If you’re seeing a pattern forming, it seems that everyone is in agreement that critical thinking should be at the center of any modern educational project. Information, after all, is now ubiquitous which means all the facts and knowledge we have traditionally used schooling to impart to students are now just a Google quest away. Given this, we need to equip today’s students not to memorize information but to locate it, evaluate it for quality, analyze it and put it to use.
This centrality of critical thinking is reflected in our educational rhetoric with Presidents, Governors, Secretaries of Education and nearly every educational policy maker and philanthropist stressing the importance of raising a generation of critical thinkers — a priority reflected in the Common Core Standards that have been adopted (more or less) by 46 of the 50 states.

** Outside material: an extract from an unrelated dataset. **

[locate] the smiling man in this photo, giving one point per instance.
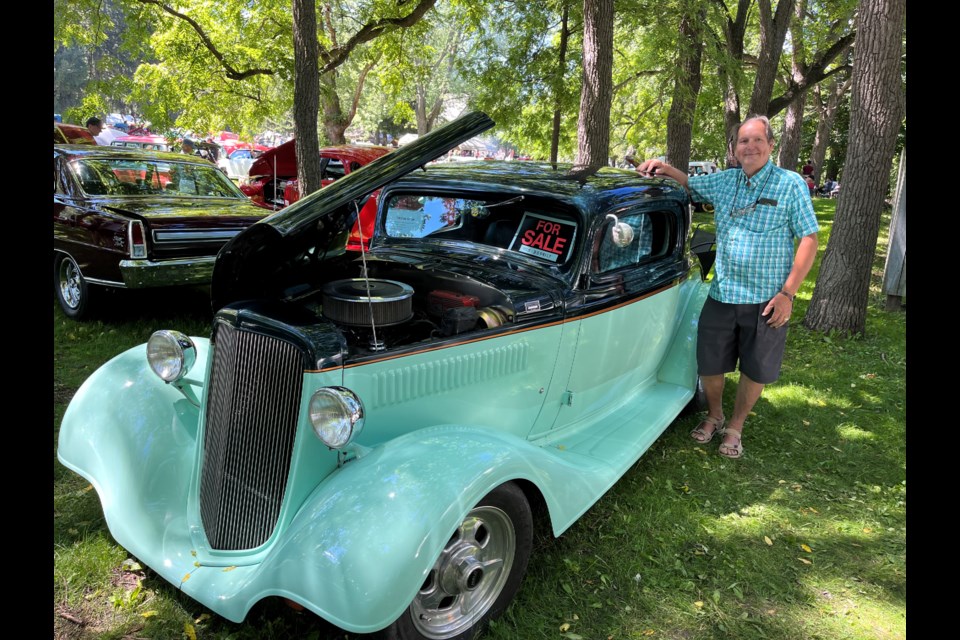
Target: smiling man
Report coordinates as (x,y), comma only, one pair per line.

As worthy as these aspirational goals might be, they do raise a number of important questions, such as what we mean when we use the phrase “critical thinking”?

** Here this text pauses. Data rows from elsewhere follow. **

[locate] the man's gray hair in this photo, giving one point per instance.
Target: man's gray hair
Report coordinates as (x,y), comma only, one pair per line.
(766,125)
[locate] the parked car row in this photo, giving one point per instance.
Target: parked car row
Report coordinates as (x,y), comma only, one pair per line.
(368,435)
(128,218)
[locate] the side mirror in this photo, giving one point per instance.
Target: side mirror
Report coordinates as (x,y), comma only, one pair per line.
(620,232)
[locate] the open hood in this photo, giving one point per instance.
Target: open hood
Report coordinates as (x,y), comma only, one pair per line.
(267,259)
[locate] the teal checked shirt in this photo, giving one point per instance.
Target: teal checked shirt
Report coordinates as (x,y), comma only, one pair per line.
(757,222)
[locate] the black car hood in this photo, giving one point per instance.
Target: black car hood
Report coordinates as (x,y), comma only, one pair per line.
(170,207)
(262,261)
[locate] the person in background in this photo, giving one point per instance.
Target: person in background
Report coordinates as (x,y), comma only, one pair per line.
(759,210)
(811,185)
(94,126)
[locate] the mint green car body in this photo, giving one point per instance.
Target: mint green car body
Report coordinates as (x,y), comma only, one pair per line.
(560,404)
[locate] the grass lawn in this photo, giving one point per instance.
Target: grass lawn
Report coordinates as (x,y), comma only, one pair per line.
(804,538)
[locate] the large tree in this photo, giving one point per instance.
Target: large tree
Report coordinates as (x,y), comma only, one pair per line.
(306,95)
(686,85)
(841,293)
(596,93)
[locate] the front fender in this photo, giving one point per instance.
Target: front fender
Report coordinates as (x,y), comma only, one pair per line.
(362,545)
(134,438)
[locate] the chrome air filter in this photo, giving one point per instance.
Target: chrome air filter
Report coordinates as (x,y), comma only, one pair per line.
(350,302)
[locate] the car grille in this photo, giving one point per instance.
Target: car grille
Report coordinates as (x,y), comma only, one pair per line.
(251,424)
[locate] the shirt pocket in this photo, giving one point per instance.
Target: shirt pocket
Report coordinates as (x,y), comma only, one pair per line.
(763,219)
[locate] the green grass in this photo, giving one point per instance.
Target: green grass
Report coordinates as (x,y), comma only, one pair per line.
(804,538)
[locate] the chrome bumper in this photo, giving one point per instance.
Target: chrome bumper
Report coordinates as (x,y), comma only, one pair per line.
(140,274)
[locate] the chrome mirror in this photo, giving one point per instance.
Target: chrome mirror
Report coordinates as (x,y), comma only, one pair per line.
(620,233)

During a brief stint in educational publishing, I discovered that every textbook had a few pages at the end of each chapter labeled “Critical Thinking Exercises.” But upon close inspection, those exercises seemed to all be writing and research assignments, or some other activity that (unlike a multiple-choice question) did not have a right and wrong answer.
The aforementioned standards go much deeper than these transparent attempts to use “Critical Thinking” as a slogan or label to be ticked off on a textbook-adoption checklist. But even with many of these thoughtful standards, the notion of “critical thinking” seems to be conflated with real-world problem solving which hides an assumption that solving authentic, real-world challenges allows students to master some sort of the critical thinking toolset.
But what is that toolset? Do students, for example, need to be taught the principles of inductive and deductive logic in order to become critical thinkers? And if they are supposed to be able to detect crap when evaluating the information they find online, do they need to know the rhetorical techniques people use to distort reality or avoid responsibility? Speaking of rhetoric, given that Communication comes in a close second to Critical Thinking in nearly every proposed standard, might it be worth teaching students how far they can get with a decent anaphora (Google it) or other rhetorical device?
I suspect that the reason formal logic and rhetoric aren’t highlighted when critical thinking is brought up as our most vital 21st Century Skill is that these two subjects formed the basis of formal education from the ancient Greeks until the Enlightenment, after which they got crowded out by all the new areas of knowledge mankind was generating. And what could a 21st century skill possibly have to do with ones first codified by marbly old men in the 5th century BCE?
This is not to say that the teaching of critical thinking should consist solely of subjects drawn from the distant past. The ever-growing Library of Alexandria known as the Internet is certainly a game changer. Which means the Information Literacy skills codified by the librarian field years ago are more important than ever in helping students locate, evaluate, organize, synthesize and communicate information.
As this year’s election is demonstrating, confirmation bias (a flaw in our human mental makeup fleshed out by cognitive scientists) can cause even the most able and informed person to blind themselves to facts that don’t fit their belief system. Which means modern brain science has a lot to say (albeit not everything) about what it means to be a critical thinker.
If we are able to move from “what’s new?” to “what works?” it seems that a fusion of ancient and modern — Aristotle meets Kahneman meets the Internet – might give us the best checklist for determining what students need to learn in order to become truly critical thinkers. And putting those tools to use — immediately and frequently — stands the best chance for turning some interesting techniques for organizing one’s thinking into a life-changing skill.